Palin’s speech to the Teabaggers was her boilerplate of nonsequiturs and cognitive disconnections, but in the interview that followed, she revealed her hand in a game for the presidency. We will be covering her astrology again shortly. This article is a political piece, written by Adele M. Stan and first published on Alternet. –efc

In an interview with Chris Wallace, recorded on the eve of her Saturday night special of a speech to the Tea Party Nation convention in Nashville (and aired yesterday on Fox News Sunday), Palin didn’t quite confirm that speculation, but left the door wide open.
“Why wouldn’t you run for president?” Wallace asked.
“I would,” Palin replied. “I would if I believe that that is the right thing to do for our country and for the Palin family. Certainly, I would do so.”
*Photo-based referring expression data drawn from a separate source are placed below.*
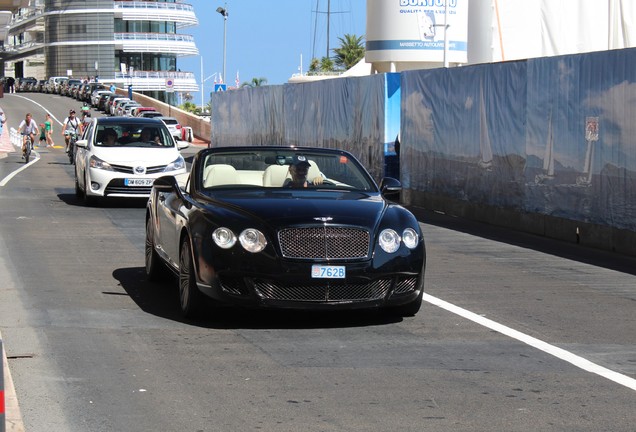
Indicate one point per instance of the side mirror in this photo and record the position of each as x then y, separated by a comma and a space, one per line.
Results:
390, 187
166, 182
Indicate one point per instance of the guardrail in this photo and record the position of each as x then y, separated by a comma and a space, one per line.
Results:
2, 405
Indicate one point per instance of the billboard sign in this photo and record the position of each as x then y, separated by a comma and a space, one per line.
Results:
415, 30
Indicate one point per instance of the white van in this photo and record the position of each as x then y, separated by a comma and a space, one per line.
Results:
53, 84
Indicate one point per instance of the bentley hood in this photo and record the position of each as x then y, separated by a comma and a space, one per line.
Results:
283, 208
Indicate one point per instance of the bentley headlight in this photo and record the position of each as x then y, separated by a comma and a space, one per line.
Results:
224, 238
252, 240
177, 164
389, 240
96, 162
410, 238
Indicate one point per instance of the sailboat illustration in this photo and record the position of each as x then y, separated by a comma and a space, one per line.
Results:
591, 135
485, 145
548, 156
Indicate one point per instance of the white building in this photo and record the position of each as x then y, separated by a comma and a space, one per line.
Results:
127, 42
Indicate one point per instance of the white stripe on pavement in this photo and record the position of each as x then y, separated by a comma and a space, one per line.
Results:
560, 353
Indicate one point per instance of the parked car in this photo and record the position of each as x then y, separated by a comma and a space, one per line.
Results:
124, 109
67, 86
96, 96
88, 89
102, 103
54, 83
128, 165
150, 114
59, 85
24, 84
114, 103
41, 86
236, 232
173, 125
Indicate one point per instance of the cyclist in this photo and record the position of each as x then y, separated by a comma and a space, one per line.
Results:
70, 124
28, 127
86, 110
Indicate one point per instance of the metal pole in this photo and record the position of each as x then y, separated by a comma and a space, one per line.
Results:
446, 34
224, 42
2, 404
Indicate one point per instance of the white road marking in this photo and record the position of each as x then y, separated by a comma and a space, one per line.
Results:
560, 353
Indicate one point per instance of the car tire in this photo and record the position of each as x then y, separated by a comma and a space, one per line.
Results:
78, 191
190, 298
154, 265
88, 200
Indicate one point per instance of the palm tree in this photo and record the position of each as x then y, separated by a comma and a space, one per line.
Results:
326, 64
256, 82
351, 51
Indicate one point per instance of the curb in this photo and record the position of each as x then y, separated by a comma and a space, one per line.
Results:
10, 416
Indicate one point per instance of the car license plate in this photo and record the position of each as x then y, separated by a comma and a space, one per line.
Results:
328, 272
138, 182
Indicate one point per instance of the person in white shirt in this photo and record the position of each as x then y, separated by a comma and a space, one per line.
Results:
3, 120
70, 124
28, 127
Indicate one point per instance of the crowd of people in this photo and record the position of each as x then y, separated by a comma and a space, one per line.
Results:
28, 127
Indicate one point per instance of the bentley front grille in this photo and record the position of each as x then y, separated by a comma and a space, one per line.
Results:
376, 290
324, 242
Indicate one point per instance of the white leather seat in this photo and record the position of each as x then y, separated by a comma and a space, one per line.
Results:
220, 174
275, 175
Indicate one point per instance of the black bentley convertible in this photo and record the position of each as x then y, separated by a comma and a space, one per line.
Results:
284, 227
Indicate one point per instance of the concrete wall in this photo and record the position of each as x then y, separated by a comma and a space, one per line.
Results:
201, 127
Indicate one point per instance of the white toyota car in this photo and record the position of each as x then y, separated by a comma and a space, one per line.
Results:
122, 156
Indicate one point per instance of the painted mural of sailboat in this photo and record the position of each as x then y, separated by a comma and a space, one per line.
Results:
591, 135
548, 156
485, 146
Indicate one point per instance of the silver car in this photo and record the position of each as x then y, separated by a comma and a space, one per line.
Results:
173, 126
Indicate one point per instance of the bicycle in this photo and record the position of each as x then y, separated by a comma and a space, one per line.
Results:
71, 147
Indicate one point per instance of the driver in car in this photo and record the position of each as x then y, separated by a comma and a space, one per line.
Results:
298, 170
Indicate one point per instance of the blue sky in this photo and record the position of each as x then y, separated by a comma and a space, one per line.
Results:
265, 39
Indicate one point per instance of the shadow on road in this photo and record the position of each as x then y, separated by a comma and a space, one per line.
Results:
163, 300
562, 249
71, 199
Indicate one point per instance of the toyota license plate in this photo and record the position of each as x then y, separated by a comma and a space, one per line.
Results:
138, 182
328, 272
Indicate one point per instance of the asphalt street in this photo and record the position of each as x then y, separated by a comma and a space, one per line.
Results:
517, 332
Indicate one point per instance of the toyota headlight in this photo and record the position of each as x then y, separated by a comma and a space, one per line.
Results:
96, 162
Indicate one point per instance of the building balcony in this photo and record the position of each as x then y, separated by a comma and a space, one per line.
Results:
179, 44
182, 14
156, 80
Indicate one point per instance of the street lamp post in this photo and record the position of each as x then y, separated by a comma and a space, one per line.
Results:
223, 11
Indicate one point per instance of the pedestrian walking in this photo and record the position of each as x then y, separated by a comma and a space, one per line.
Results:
3, 120
48, 129
42, 136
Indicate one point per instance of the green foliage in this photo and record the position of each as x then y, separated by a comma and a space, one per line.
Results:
256, 82
351, 51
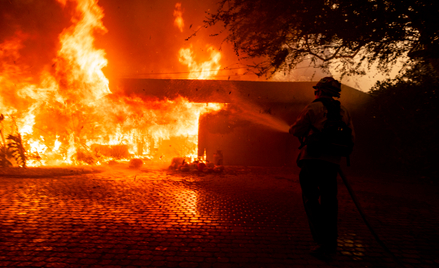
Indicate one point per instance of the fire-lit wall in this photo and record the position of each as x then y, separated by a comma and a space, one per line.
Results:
242, 131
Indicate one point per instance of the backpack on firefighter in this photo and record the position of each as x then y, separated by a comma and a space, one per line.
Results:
335, 138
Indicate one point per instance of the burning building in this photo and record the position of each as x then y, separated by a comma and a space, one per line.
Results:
251, 127
59, 108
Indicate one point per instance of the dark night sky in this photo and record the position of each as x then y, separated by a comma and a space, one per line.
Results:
141, 39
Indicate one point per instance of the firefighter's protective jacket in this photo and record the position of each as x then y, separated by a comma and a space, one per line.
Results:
315, 114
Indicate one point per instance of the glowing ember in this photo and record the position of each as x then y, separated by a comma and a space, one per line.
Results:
70, 116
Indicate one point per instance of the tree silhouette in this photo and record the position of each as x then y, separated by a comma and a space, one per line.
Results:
279, 34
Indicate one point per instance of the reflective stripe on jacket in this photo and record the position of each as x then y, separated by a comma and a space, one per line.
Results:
315, 114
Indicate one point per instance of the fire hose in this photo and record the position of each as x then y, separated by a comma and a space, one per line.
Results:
360, 210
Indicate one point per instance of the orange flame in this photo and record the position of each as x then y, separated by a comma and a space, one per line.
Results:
178, 14
204, 70
71, 117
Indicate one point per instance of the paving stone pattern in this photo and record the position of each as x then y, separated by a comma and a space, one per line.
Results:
242, 218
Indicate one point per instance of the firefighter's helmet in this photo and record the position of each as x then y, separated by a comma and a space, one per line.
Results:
329, 86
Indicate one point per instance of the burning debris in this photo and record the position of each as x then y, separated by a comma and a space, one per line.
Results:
69, 116
199, 165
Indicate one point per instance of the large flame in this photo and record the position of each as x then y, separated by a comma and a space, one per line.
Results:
70, 116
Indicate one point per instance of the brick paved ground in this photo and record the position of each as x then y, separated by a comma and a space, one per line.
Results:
242, 218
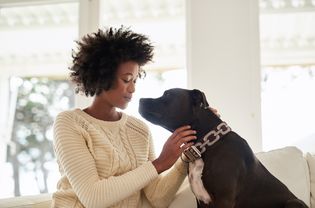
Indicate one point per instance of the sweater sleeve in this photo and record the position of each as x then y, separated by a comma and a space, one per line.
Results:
162, 190
80, 169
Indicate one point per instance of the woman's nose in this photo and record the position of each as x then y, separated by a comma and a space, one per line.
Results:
132, 87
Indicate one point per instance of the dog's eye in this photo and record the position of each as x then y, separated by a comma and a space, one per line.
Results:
167, 94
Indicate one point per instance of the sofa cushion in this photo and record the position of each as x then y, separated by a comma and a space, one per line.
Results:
311, 164
34, 201
290, 167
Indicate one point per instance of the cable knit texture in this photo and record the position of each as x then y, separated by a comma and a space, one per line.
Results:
108, 164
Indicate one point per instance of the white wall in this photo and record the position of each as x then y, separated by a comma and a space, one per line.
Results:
223, 61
Palin’s address to the Tea Partiers was standard for her: boilerplate in its arrangement of non sequiturs and cognitive disconnects. She railed against the Obama administration for ostensibly violating the 10th Amendment to the Constitution — the one that guarantees states’ rights — and then offered a health-care “fix” that violates that very amendment (allowing consumers to purchase policies across state lines, which basically intrudes upon the state’s right to regulate the insurance industry within the state). She charged the administration with trampling on the Constitution, while asserting that “foreign terrorists” arrested here aren’t entitled to constitutional rights. (Uh, actually, the Constitution confers those rights on anyone in the U.S. justice system — citizen or not.)